Physical Simulator In-the-Loop Video Generation¶
Conference: CVPR 2026 arXiv: 2603.06408 Code: https://vcai.mpi-inf.mpg.de/projects/PSIVG Area: Video Generation / Physical Consistency Keywords: physical simulator in-the-loop, video diffusion model, MPM simulation, test-time optimization, physically consistent generation
TL;DR¶
This paper proposes PSIVG — the first training-free inference-time framework that embeds a physical simulator into the video diffusion generation loop. It reconstructs a 4D scene and object meshes from a template video, generates physically consistent trajectories via an MPM simulator, guides video generation using optical flow, and enforces texture consistency of moving objects through Test-Time Consistency Optimization (TTCO), achieving a user preference rate of 82.3%.
Background & Motivation¶
Background: Diffusion-based video generation models (e.g., CogVideoX, HunyuanVideo) have achieved impressive visual realism, yet frequently violate fundamental physical laws such as gravity, inertia, and collision — objects disappear arbitrarily, motion trajectories are unreasonable, and physical interactions are implausible.
Limitations of Prior Work: (1) Modern video generation models are trained on denoising/reconstruction objectives, which optimize pixel- or patch-level reconstruction and lack explicit physical constraint mechanisms. (2) Early physics-aware methods couple 2D rigid-body simulators with image generators but are constrained by simplified 2D assumptions. (3) Methods such as PhysAnimator focus on 2D mesh simulation for cartoon animation, while PhysGen3D requires an input image for 3D reconstruction. (4) LLM-based prompting approaches are orthogonal explorations that do not directly impose physical constraints within the generator.
Key Challenge: The training objectives of video diffusion models (denoising/reconstruction) contain no physical constraints and provide no mechanism to enforce the learning of physical laws.

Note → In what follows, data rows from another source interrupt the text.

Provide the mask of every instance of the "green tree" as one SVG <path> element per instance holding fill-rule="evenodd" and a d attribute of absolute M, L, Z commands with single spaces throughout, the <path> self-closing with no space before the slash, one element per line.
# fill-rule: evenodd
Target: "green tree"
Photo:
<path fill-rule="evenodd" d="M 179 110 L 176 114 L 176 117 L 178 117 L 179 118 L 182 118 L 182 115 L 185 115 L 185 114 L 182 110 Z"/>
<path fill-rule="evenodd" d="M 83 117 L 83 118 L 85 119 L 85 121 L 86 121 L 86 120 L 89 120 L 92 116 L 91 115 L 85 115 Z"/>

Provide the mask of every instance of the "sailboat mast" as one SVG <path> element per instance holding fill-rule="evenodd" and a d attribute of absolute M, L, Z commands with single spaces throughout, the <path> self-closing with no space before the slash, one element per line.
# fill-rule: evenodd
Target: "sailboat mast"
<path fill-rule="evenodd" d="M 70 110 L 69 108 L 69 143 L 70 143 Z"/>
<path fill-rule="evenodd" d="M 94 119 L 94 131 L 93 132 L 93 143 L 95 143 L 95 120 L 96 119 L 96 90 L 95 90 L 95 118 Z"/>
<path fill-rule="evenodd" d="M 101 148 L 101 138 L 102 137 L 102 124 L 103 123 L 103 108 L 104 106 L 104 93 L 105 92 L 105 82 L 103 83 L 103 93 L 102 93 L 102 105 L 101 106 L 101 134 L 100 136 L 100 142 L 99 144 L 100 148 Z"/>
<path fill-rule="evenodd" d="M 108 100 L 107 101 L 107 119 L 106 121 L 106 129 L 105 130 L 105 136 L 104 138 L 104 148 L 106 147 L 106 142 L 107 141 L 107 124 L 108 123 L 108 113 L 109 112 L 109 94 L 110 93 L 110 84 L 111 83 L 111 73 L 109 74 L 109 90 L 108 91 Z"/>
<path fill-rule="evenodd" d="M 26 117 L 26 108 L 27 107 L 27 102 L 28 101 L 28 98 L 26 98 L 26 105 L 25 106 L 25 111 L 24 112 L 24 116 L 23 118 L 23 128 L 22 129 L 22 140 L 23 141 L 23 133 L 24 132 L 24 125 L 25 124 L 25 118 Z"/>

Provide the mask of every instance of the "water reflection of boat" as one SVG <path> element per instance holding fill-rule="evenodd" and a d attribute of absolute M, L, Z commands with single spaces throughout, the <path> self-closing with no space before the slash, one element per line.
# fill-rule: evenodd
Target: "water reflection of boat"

Achieving physical consistency while preserving visual quality requires introducing physics-based guidance into the generation process.
Goal: How can information from a physical simulator be effectively integrated into the video diffusion process to achieve physically consistent video generation?
Key Insight: The paper proposes a simulation-in-the-loop paradigm, in which a physical simulator acts as a physics-aware constraint that guides the model to maintain spatiotemporal consistency within the diffusion generation loop.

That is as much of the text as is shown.